Wilson caused a classic civil servants' flurry in June when he scribbled "I should like Marcia to see all these in future" on the cover of a folder of confidential Cabinet papers. Derek Mitchell, Wilson's principal private secretary, wrote a minute on 28 June pointing out that the particular folder included two intelligence reports, "one Secret and one Top Secret".

Having consulted Sir Burke Trend, the Cabinet Secretary, and George Wigg, a minister who advised Wilson on security, he suggested: "Marcia should see Secret and Confidential papers dealing with domestic subjects." But he noted in brackets: "Sir Burke Trend is slightly uneasy as regards Cabinet Conclusions [minutes of Cabinet decisions] on the ground that these are not available to quite a number of ministers, but he would not press the point."
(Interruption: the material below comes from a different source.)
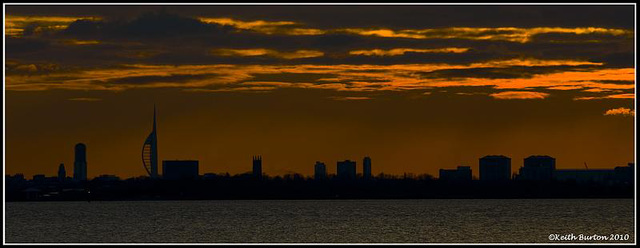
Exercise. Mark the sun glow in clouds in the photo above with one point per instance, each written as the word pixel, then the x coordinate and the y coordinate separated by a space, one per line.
pixel 620 111
pixel 402 51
Mitchell went on: "There is then the problem of physical security, arising from the fact that Marcia works in a room which is often left unattended and where she often receives visitors." He suggested "an in-tray in the strongroom near the duty clerk", adding condescendingly: "She will of course appreciate that these classified papers should not be left lying about when she is not in the room; nor of course should she make copies of them, take extracts from them, or refer to them in correspondence."

Mitchell added a handwritten postscript: "Marcia is content, so off we go."

The issue returned to haunt Wilson and Marcia, by then Lady Falkender, in 1977, in the recriminations which followed Wilson's resignation and the "Lavender List" of resignation honours submitted on her writing paper. Defending herself from charges of overweening influence, Lady Falkender wrote in the Observer: "I was not concerned with government policy, but with relations with the party . . . I did not see any classified or secret documents."

She was backed by Wilson himself in a television interview: "She did not see any secret documents, or other classified documents." The documents released today show this to be untrue.

They also tell the quaintly ridiculous story of Lady Falkender's attempts to soundproof the partition between her office and Wilson's in the Commons. This involved the Security Service in a review of the arrangements for keeping the Prime Minister's suite of rooms locked at all times. Lady Falkender was patronised again, this time by Peter Le Cheminant, the Serjeant at Arms, who asked her to "remind your girls" of the need for security. "We mustn't risk a Russian microphone!"